By accepting Knox’s frame, we are rendered incapable of offering any critique of pornography.  The porn industry can’t be all bad, if it is possible for a high-achieving, ambitious, and sexually liberated woman like Belle Knox to freely choose to participate in it.  We’ve come a long way since Catharine MacKinnon!




What has happened here is that pornography has been reframed entirely in terms of individual choice.  This is choice feminism applied to sex work:  if a woman chooses to engage in porn, then we should all validate that choice.  Her choice is even to be celebrated:  look how liberated she is from sexual shame!  Suddenly, any critique of porn is rendered ineffectual because to criticize porn is to criticize Belle Knox and her choices.  That would place us on the side of the frat boys, and we certainly don’t want to be in their company!
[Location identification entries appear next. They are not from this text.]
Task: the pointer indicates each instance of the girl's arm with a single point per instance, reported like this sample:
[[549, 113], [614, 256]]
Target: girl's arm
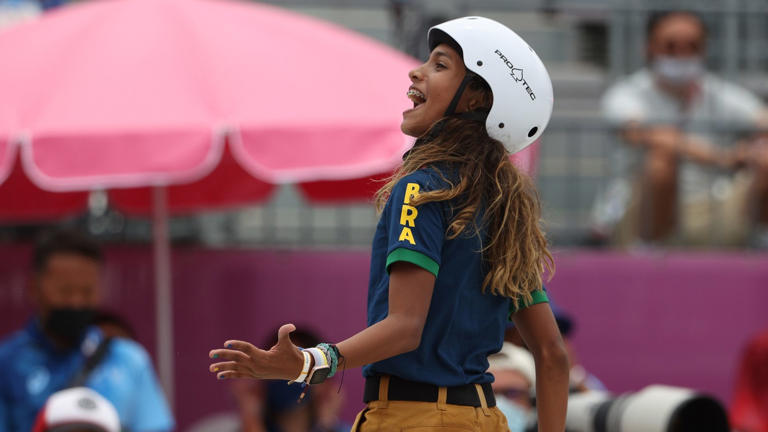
[[410, 293], [538, 329]]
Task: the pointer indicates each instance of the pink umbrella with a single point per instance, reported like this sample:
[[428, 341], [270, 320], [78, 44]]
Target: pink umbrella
[[207, 102], [148, 93]]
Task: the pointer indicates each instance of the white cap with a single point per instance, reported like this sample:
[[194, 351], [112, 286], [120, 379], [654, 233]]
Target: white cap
[[78, 407], [512, 357]]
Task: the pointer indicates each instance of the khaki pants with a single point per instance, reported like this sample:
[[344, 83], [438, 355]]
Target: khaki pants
[[385, 415]]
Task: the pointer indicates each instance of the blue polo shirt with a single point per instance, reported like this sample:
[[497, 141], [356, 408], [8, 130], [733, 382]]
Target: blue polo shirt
[[32, 369], [464, 326]]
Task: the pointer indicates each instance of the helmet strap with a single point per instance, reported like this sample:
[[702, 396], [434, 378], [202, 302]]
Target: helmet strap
[[455, 101]]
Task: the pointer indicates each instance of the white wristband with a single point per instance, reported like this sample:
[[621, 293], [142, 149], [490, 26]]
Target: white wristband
[[319, 357], [304, 369]]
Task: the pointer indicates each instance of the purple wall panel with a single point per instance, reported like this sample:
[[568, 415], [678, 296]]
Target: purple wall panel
[[677, 319]]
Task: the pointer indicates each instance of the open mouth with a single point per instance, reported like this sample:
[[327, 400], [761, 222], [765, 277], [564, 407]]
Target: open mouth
[[416, 97]]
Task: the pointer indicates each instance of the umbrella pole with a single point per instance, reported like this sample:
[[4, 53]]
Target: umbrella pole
[[163, 290]]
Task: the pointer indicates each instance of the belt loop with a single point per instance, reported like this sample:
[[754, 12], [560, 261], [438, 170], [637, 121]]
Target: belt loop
[[442, 397], [384, 391], [483, 403]]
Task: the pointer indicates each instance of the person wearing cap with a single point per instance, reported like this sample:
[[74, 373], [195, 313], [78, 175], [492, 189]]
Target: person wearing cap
[[458, 251], [77, 409], [51, 352]]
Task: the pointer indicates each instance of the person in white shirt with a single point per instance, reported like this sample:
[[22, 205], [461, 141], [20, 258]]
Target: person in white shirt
[[691, 167]]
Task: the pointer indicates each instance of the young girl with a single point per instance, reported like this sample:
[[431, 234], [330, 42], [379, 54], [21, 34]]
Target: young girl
[[457, 252]]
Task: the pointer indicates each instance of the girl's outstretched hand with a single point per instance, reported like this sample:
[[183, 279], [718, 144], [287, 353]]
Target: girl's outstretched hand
[[242, 360]]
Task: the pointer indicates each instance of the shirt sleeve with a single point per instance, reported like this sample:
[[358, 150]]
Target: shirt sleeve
[[416, 233], [744, 108], [539, 296], [151, 412], [621, 105]]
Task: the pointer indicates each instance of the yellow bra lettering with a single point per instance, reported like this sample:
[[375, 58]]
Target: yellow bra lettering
[[408, 216], [406, 234], [411, 191]]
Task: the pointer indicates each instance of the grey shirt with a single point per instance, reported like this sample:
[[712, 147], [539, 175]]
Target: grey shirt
[[718, 114]]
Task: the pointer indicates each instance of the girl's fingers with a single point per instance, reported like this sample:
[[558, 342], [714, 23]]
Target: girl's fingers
[[228, 354], [232, 374], [241, 346], [222, 366]]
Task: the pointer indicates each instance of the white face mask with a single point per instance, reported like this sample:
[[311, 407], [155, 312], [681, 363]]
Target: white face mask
[[678, 71]]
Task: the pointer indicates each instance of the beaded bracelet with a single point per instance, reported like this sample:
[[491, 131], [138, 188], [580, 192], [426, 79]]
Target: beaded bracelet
[[332, 355]]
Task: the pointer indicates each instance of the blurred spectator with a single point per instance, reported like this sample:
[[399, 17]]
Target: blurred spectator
[[680, 173], [514, 383], [78, 409], [14, 12], [749, 410], [60, 348], [273, 406], [114, 325], [580, 379]]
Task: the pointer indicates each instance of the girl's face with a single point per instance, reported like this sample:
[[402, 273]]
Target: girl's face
[[434, 84]]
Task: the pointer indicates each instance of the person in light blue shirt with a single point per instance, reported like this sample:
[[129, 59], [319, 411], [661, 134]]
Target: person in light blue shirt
[[51, 350]]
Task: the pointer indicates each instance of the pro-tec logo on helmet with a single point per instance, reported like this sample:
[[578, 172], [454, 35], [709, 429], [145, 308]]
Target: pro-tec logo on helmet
[[517, 74]]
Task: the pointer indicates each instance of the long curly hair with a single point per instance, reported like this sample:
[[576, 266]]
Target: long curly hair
[[483, 180]]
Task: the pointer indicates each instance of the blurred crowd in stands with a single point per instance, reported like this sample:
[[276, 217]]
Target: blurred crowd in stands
[[689, 167], [687, 162]]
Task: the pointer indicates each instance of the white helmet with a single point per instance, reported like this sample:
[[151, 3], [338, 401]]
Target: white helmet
[[522, 90]]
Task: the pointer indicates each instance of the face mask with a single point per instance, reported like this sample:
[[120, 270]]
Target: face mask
[[67, 325], [517, 419], [678, 71]]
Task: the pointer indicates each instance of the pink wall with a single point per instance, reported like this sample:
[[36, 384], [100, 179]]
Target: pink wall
[[678, 319]]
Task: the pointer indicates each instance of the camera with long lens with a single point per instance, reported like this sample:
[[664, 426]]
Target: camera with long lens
[[656, 408]]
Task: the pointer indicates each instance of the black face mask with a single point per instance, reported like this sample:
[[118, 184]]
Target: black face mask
[[67, 325]]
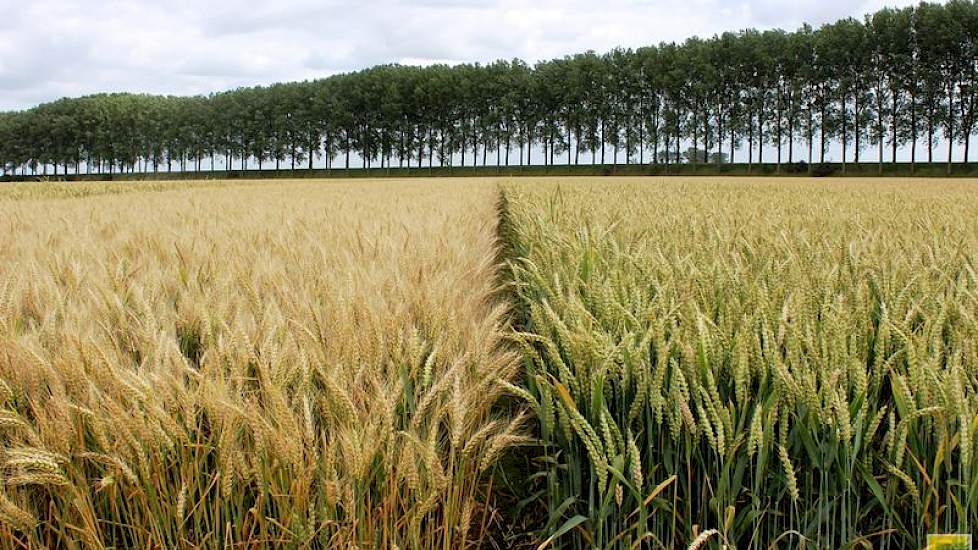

But what if we were to reject the choice feminist framing altogether?  What if we were to shift the question of pornography to be a question not about individual choice, but about the manufacture and commodification of sexual desire?



If we could do this, we could start to ask a variety of questions, questions that are not reducible to the chosenness or shamefulness of one woman’s participation in making pornography:

How does viewing porn affect desire?  Does it shape desire, or does it merely reflect desire?  Does the act of viewing pornography cultivate exploration of desire on one’s own terms?  Is there a monolithic “porn industry” that manufactures norms of desire?  Or are there porn industries that through their competition create a free marketplace of desire for the consumer to explore?  (These are the kinds of questions provoked by both Ariel Levy’s Female Chauvinist Pigs:  Women and the Rise of Raunch Culture and Nina Power’s One Dimensional Woman.)  

Does porn liberate us from shame and other constraints on our desire?  Or does it give us an ideological sense of liberation, while surreptitiously directing and shaping our desire in particular ways?  Are there kinds of porn that are more or less liberating?  Or have we confused arousal with desire, and desire with liberation?

What are we to make of the alleged phenomenon of porn addiction?  Is it possible to become addicted to pornography?  Does porn alter the structure of the brains of those who view it?  How might porn addiction be impacting the lives of the partners and children of those who suffer from it?  Does the ubiquity of porn contribute to a culture of instant gratification, and undermine our capacity for sexual intimacy with others?



By moving towards a choice feminist orientation born of fear of sexual shaming, feminists have largely abdicated the critique of porn to the conservative right.  Those feminists who critique porn are often condemned by other feminists as anti-sex.

But there’s another kind of critique possible that is pro-sex.  By asking “how does porn – its material production, its normativity, its wide availability, and its ubiquity in pop culture – affect our desires and our capacity for intimacy?” feminists can offer a critique of porn without falling into the honey trap.

The issue isn’t whether Belle Knox is participating in porn of her own free will.  Trying to figure out whether she is accurately reporting a subjective experience of empowerment, or whether she is victim of false consciousness, is an absurd – and indeed, intrusive and offensive – task.  The issue isn’t whether porn is liberating for her.  The issue is:  is porn liberating for us?